A newer option is gefapixant, the first medication specifically developed for refractory chronic cough. It works by blocking receptors in the airway that trigger the cough reflex. Phase 3 clinical trials showed it reduced 24-hour cough frequency by roughly 15 to 19% compared to placebo. That may sound modest, but for someone coughing dozens or hundreds of times a day, the reduction can be meaningful.

Symptoms That Need Prompt Attention

Most chronic coughs are caused by benign, treatable conditions. But certain accompanying symptoms signal something more serious. Coughing up blood, even small amounts, warrants urgent evaluation. Unexplained weight loss alongside a chronic cough raises the concern for lung disease or malignancy. Progressive shortness of breath, chest pain, hoarseness that doesn’t resolve, or a cough that worsens rapidly rather than staying stable all justify imaging and specialist referral sooner rather than later. A long history of smoking raises the stakes on any of these symptoms.

A Practical Order of Operations

If you’re dealing with a cough that has lasted more than eight weeks, the most efficient approach follows a logical sequence. Start by reviewing any medications you take, particularly blood pressure drugs. If that’s not the issue, consider whether your symptoms point toward postnasal drip, asthma, or reflux, and trial the appropriate treatment for several weeks. Address environmental factors: quit smoking, reduce allergen exposure, manage humidity in your home.

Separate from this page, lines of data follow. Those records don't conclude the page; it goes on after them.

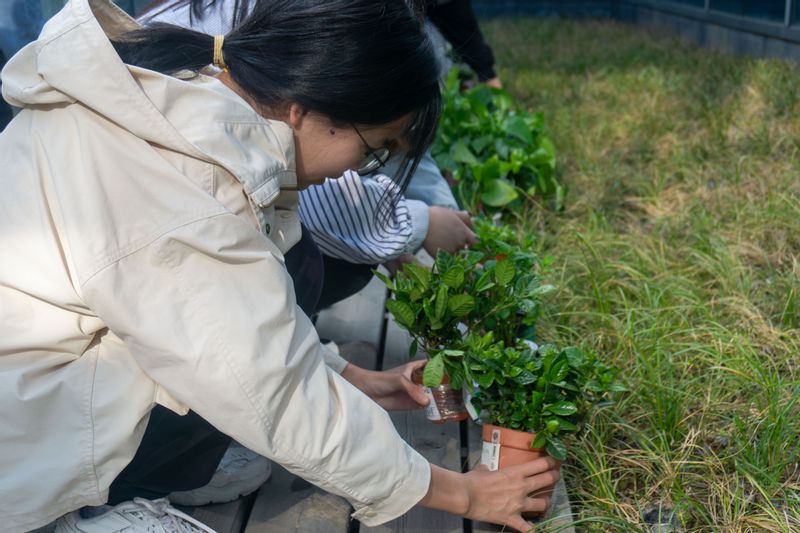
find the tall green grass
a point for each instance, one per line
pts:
(678, 257)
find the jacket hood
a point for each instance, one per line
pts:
(73, 61)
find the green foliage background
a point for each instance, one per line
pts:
(677, 255)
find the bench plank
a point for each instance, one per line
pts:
(439, 444)
(223, 517)
(287, 503)
(557, 519)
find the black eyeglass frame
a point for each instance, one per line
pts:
(373, 158)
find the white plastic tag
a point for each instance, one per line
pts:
(431, 410)
(490, 454)
(473, 413)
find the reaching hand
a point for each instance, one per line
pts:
(448, 229)
(397, 264)
(391, 389)
(499, 497)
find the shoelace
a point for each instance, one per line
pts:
(162, 509)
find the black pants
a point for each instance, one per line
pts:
(182, 452)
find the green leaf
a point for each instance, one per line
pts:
(421, 274)
(556, 448)
(562, 408)
(558, 371)
(454, 277)
(539, 441)
(504, 272)
(441, 302)
(485, 282)
(402, 312)
(462, 154)
(575, 356)
(485, 380)
(385, 279)
(525, 378)
(461, 304)
(516, 127)
(433, 374)
(499, 192)
(566, 425)
(412, 349)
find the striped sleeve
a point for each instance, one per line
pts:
(344, 216)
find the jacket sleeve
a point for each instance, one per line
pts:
(207, 311)
(363, 220)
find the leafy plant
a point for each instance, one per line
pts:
(430, 304)
(495, 153)
(510, 303)
(547, 391)
(494, 287)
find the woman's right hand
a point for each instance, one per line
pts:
(449, 230)
(498, 497)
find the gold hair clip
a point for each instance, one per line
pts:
(219, 60)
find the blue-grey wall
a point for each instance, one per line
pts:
(761, 28)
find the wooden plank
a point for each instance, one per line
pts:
(287, 503)
(557, 519)
(223, 517)
(440, 444)
(358, 318)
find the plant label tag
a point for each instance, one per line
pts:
(473, 413)
(490, 454)
(431, 410)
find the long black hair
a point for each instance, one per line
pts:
(365, 62)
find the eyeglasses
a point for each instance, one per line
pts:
(373, 158)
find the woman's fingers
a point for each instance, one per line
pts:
(520, 524)
(531, 468)
(537, 505)
(542, 481)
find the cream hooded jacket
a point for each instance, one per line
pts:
(142, 227)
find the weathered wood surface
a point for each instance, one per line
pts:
(224, 517)
(440, 444)
(558, 518)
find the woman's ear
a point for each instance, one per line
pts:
(296, 116)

If the cough persists after treating the most likely causes, a chest X-ray and spirometry (a simple breathing test) can rule out structural lung problems. From there, your doctor may refer you to a pulmonologist or an ear, nose, and throat specialist for further evaluation. The key is patience paired with persistence. Most chronic coughs are solvable, but it sometimes takes two or three treatment trials before landing on the right answer.